Andrew Neil's personal take on where the parties stand.
Every day of our special Conference coverage, Andrew will give his assessment of how things are going, followed by a discussion with two of our guests.
As he puts it: "you'll have an uninformed commentator, and then two informed ones!"
You can see them every lunchtime on BBC2, and each day's entry will be archived below.
"Never has such responsibility been placed on such young shoulders"
Conservatives, Day Three
Andrew sees the end-of-conference Tories as a party in good heart: united, with policies that people are taking notice of.
But with the Conservatives stuck in the low 30s in the polls, what does today's speech from Mr Cameron need to deliver?
Andrew considers how never in the history of the party has such responsibility been placed on such young shoulders.
He then looks back over the conference season with with Michael White of The Guardian and Matthew D'Ancona of The Spectator.
"They want us to think they're just like us"
Conservatives, Day Two
Nowadays, politicians on the left and the right are always telling us that it's where you're going that matters, not where you're from.
Yet in their speeches, they keep telling us where they themselves come from - and the narrative always involves a humble background.
For some, this involves being economical with the truth.
Andrew discusses this and other issues with Michael White of The Guardian and Matthew D'Ancona of The Spectator.
"The most successful British political machine ever could be consigned to history"
Conservatives, Day One
Andrew considers the opinion polls and looks at what would happen if they were right and Labour won the next election by a landslide.
The most successful British political machine ever could be consigned to history.
With no natural heir apparent to David Cameron, the Conservatives would most likely divide into fighting and factions from which they might not survive.
If Gordon Brown loses, the Labour Party will still survive; if Cameron loses by a landslide, the unthinkable could happen: the end of the British Conservative party as we have known it.
"A party of wimps and a cabinet of pygmies"
Labour, Day Four
The official line may be "Not Flash, just Gordon", but Andrew wonders whether a "no spin" image is the biggest spin of all.
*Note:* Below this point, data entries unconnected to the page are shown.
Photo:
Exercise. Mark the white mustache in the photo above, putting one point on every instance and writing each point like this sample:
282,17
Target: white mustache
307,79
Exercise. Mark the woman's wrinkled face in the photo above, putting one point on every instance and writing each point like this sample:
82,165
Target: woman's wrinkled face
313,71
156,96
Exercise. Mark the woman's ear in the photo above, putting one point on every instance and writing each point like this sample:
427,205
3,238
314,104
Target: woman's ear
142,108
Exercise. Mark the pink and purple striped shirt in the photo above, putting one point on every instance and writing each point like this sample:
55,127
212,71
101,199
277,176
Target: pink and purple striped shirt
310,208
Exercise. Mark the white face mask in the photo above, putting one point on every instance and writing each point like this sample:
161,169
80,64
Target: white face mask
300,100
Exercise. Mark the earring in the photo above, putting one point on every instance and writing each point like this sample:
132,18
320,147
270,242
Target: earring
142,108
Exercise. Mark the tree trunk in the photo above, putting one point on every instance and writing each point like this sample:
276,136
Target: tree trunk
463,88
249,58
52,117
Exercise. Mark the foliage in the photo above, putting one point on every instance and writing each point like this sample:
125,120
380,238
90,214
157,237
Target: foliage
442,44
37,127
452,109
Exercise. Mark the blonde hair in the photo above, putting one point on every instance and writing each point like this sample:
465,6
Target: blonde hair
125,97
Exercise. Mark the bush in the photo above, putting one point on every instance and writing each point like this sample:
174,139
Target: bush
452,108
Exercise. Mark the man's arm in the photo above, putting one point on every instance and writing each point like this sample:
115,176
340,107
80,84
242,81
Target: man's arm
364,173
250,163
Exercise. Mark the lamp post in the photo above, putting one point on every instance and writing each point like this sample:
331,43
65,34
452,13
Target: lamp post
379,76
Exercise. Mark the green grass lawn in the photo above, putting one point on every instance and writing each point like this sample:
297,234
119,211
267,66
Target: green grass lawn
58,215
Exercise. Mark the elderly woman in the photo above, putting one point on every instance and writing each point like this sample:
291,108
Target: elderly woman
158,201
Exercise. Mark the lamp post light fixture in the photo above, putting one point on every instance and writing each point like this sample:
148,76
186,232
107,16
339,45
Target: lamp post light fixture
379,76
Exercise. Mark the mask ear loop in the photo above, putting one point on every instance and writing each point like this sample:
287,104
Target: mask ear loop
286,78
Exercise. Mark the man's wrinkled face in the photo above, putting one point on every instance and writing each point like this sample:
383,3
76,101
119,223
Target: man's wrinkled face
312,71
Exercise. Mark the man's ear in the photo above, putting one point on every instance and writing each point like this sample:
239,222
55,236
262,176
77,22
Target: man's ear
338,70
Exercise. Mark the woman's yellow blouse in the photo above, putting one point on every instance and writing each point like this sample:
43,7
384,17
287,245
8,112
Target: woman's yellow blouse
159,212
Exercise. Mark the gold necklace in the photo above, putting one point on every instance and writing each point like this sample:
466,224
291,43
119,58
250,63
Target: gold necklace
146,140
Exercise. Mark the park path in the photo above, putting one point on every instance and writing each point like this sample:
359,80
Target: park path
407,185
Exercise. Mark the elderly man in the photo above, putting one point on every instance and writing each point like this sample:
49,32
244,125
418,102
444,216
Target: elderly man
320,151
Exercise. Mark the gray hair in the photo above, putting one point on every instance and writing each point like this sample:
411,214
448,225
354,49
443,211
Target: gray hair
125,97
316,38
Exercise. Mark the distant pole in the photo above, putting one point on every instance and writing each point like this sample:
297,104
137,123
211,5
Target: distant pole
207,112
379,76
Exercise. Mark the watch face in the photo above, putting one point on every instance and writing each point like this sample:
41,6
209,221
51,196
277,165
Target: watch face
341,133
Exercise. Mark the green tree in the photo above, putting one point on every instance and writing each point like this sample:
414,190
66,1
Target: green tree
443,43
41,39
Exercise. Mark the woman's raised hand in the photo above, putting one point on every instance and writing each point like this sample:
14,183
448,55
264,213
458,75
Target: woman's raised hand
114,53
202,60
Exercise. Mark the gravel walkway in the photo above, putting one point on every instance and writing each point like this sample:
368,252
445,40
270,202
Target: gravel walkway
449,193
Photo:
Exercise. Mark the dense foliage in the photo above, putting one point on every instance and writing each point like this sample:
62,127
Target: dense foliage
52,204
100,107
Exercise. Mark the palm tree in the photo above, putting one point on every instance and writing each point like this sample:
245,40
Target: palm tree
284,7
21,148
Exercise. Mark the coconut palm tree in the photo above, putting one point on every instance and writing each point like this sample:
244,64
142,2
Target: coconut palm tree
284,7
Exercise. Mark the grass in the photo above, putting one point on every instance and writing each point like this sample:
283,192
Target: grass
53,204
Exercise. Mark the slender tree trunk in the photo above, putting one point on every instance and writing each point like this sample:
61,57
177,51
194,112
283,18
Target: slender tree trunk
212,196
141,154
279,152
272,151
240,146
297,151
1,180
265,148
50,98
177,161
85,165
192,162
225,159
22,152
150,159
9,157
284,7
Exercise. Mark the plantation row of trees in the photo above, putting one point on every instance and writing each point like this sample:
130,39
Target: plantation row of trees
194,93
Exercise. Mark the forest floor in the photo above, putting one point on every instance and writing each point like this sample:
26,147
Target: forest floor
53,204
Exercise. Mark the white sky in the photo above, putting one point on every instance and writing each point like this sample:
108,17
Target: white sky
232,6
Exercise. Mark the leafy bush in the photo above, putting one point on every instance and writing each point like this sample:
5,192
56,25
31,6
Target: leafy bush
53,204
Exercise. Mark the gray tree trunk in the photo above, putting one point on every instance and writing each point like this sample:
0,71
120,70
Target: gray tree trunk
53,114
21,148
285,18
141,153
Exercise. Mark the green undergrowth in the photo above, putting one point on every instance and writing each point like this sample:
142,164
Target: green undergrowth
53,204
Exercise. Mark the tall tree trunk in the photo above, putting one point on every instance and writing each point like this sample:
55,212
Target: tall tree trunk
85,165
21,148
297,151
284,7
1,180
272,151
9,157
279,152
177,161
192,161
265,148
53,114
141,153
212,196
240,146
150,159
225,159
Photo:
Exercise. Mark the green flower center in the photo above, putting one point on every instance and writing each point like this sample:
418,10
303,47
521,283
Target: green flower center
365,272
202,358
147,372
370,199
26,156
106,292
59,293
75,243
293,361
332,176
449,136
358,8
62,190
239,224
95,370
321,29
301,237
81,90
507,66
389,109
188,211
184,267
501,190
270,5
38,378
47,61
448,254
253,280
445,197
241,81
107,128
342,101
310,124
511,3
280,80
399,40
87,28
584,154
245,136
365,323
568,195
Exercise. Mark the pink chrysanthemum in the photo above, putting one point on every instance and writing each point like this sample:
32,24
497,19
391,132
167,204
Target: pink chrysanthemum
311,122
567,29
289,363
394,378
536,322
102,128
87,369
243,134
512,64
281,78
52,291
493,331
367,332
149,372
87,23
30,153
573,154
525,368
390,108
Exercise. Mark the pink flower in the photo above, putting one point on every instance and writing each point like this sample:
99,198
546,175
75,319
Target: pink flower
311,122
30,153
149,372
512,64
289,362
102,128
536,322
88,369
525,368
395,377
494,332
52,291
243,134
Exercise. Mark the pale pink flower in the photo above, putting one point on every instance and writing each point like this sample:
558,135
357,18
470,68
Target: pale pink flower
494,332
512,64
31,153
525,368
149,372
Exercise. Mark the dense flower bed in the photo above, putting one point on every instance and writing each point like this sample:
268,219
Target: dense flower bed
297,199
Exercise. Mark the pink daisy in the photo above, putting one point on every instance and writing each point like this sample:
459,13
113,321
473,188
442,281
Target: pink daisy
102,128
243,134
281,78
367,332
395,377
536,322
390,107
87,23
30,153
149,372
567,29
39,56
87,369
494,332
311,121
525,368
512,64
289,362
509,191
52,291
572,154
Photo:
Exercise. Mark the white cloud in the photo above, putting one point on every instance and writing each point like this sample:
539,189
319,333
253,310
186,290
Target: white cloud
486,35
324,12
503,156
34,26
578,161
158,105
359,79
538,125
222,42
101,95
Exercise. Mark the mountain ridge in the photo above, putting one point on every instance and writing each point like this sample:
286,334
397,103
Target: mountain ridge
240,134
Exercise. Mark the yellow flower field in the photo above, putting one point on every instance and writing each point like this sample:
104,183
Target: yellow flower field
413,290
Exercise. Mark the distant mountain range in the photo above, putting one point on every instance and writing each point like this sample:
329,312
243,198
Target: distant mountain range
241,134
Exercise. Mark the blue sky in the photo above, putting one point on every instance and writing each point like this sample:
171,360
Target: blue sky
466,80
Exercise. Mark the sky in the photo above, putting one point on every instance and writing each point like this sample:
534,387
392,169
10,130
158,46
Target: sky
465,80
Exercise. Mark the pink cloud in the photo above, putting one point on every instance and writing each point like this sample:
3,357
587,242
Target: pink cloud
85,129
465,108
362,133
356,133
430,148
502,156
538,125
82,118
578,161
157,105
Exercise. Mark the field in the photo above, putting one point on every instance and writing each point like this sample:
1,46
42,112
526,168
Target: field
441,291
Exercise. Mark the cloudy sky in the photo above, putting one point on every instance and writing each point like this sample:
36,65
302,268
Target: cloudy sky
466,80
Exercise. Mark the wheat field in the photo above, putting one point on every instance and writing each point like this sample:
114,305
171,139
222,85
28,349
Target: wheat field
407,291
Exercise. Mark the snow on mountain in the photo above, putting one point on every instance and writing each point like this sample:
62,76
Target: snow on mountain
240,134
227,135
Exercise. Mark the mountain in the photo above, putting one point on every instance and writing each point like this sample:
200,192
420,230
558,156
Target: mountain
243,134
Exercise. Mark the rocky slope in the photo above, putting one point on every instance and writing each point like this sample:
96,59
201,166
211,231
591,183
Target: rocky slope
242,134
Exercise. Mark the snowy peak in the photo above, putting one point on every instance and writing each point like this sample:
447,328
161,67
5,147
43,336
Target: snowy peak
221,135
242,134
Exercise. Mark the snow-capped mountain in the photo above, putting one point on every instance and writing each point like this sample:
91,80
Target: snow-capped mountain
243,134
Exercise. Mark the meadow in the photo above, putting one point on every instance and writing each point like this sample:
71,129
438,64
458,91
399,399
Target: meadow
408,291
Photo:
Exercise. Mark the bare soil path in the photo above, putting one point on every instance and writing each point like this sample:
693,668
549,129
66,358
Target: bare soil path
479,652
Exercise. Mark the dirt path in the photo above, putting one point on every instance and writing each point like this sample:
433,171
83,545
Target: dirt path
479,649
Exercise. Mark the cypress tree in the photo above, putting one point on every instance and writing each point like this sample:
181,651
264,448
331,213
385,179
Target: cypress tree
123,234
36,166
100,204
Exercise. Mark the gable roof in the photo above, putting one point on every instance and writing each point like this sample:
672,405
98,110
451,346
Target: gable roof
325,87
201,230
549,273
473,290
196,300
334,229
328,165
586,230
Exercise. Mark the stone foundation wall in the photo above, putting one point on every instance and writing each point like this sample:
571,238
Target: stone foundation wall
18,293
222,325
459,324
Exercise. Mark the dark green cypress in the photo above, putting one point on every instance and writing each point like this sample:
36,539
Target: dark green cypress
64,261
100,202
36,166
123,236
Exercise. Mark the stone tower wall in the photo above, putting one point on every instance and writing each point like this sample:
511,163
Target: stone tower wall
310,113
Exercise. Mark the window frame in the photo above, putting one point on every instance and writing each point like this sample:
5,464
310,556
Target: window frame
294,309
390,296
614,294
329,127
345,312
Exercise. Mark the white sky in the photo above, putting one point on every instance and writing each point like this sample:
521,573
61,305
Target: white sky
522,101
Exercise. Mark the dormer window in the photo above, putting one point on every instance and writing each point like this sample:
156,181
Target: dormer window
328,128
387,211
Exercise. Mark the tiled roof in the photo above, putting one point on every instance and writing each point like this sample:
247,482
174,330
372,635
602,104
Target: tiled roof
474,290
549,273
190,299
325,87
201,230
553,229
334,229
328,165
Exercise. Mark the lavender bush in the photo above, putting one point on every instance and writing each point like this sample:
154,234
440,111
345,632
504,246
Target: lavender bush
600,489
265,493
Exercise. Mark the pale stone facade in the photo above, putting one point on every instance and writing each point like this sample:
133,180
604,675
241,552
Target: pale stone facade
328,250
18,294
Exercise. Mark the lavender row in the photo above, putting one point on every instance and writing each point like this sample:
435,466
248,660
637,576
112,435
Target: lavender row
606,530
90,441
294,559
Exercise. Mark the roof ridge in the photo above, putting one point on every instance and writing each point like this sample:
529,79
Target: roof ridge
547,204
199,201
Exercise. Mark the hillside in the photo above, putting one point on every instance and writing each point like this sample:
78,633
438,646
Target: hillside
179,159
He asks how much of the conference speeches by Gordon Brown and Jack Straw could have come from editorials in The Daily Mail and portrays Labour as "pinching Tory policies".
With no heir apparent and no-one rocking the boat, Andrew speculates on what we can expect from "a party of wimps and a cabinet of pigmies".
He rounds up by remarking that the most left wing speech of the week was given by Quentin Davies, the Conservative defector.
He's then joined as before by pundits and pals of the programme Kevin Maguire of The Mirror and Danny Finkelstein of The Times.
"The dogs that didn't bark"
Labour, Day Three
Most conference speeches are like a Chinese meal: within a couple of hours, you forget you've had one.
So for Day Three of Andrew's Notebook, he goes back to take a more critical look at Gordon Brown's speech as leader to ask how much of it was hot air.
He's then joined again by pundits and pals of the programme Kevin Maguire of The Mirror and Danny Finkelstein of The Times.
"For Gordon Brown, this could be as good as it gets"
Labour, Day Two
Andrew looks around him and finds he is not at a Labour party conference, but rather a Gordon Brown one-man show by the seaside.
With cabinet ministers told bluntly "this is not your show, it's Gordon's", no controversy, the unions telling us "we have no choice" but to capitulate, and cabinet ministers' speeches restricted to seven minutes, Andrew wonders why we're all here.
At this conference, no important decisions will be taken nor principles established - for Gordon Brown, this could be as good as it gets.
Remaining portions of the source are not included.